Compressive Shift Retrieval
Henrik Ohlsson, Yonina C. Eldar, Allen Y. Yang, S. Shankar Sastry

TL;DR
This paper introduces a compressive sensing approach to shift retrieval, enabling accurate shift estimation from fewer samples, especially from Fourier coefficients, with potential computational advantages over classical methods.
Contribution
It demonstrates that shift can be recovered directly from compressed signals, often with just one Fourier coefficient, under mild conditions, improving efficiency.
Findings
Shift can be estimated from fewer samples using compressive sensing.
Only one Fourier coefficient may suffice for accurate shift recovery.
The method reduces computational complexity compared to classical approaches.
Abstract
The classical shift retrieval problem considers two signals in vector form that are related by a shift.
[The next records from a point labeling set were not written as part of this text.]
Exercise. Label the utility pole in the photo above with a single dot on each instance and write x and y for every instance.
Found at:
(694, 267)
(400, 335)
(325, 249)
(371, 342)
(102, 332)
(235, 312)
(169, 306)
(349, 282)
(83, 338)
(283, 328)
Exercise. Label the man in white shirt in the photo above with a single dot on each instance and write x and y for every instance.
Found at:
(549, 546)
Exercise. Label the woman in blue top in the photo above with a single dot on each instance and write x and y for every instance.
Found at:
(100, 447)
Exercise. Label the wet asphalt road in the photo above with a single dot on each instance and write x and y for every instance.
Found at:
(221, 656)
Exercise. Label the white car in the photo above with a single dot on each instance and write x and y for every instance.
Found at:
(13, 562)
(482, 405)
The problem is of great importance in many applications and is typically solved by maximizing the cross-correlation between the two signals. Inspired by compressive sensing, in this paper, we seek to estimate the shift directly from compressed signals. We show that under certain conditions, the shift can be recovered using fewer samples and less computation compared to the classical setup. Of particular interest is shift estimation from Fourier coefficients. We show that under rather mild conditions only one Fourier coefficient suffices to recover the true shift.